Dalam hati Nur meringis menahan senyum, beberapa waktu lalu bahkan Arya sudah membuat dan mengurus KTP untuknya. Apa ia masih dibilang anak kecil? Ah, padahal kini ia juga sudah menikah.
"Astaga, Nur! apa yang kamu pikirkan!" batin Nur memarahi dirinya sendiri.

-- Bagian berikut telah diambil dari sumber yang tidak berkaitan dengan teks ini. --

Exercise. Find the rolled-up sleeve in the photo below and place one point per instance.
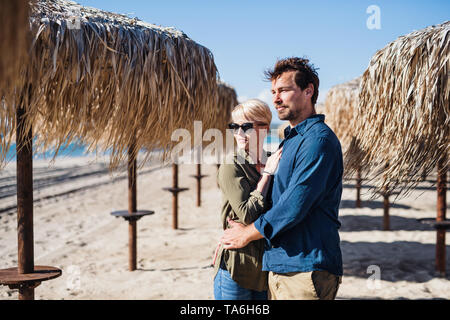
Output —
(312, 167)
(246, 203)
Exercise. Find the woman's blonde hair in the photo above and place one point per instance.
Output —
(252, 110)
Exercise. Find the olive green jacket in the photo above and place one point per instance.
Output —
(243, 204)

"Mas beneran nggak makan?"
Arya menggeleng. Pria itu hanya mengambil kopi dan pergi ke balkon. Menyalahkan rokok, membiarkan tengelam dalam kepulan asap yang menyelimuti di sekitarnya.
***
Sore hari, di sebuah rumah mewah lantai tiga. Seorang pria dengan sorot mata yang tajam menatap ke arah sebuah lukisan terkenal yang mengantung di dinding rumahnya.
Cukup lama ia menatap lukisan itu dengan raut wajah yang penuh dengan emosi. Tak lama berselang, ia menyambar ponsel yang ia letakkan di atas meja tak jauh darinya.
Dengan wajah yang dingin, pria itu mulai mengetik sebuah pesan singkat, dilampiri sebuah foto.
[Malam ini datang sebelum pukul sembilan malam, kalau tidak. Foto kita akan ku sebar!] Bersambung.